Neither the CUDA to PTX nor the PTX to GPU bytecode compiler need to do any vectorization.
Neither it's needed for ATI's OpenCL to IL compiler for instance. The difference is that it *can* be done (you can use r#.xyzw or just r# to apply an instruction to all components, works also with just 2 or 3 components), but this is mostly something to make it more readable or shorter. It doesn't make a difference if you pass
add r100.x, some_register
add r101.x, another_register
add r102.x, yet_another_value
or
add r100.xyz, r25.wzx
to the IL compiler. Both are handled as three independent additions which may end in the same VLIW bundle or not. The slot the hardware uses for an instruction is also not determined by the IL code (only the case for double precision adds, but that will likely be fixed in the future).
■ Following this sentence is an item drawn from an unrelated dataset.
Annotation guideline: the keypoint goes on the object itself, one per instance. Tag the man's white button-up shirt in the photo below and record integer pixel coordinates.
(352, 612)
The Brook+ or OpenCL to IL compiler don't do any vectorization or other fancy stuff. They simply translate the code in the most simple way to IL (looks terrible most of the time). The optimization is done by the IL compiler, but as already said by MfA, this optimization is about scheduling, finding ILP and packing the VLIW bundles, not about vectorization.
If a programmer chooses instructions using 2, 3 or 4 components, that only means he structures the code to be shorter, better readable, and to have more parallelism readily exposed, it doesn't magically lead to a higher utilization compared to the same algorithm written with just more scalar instructions.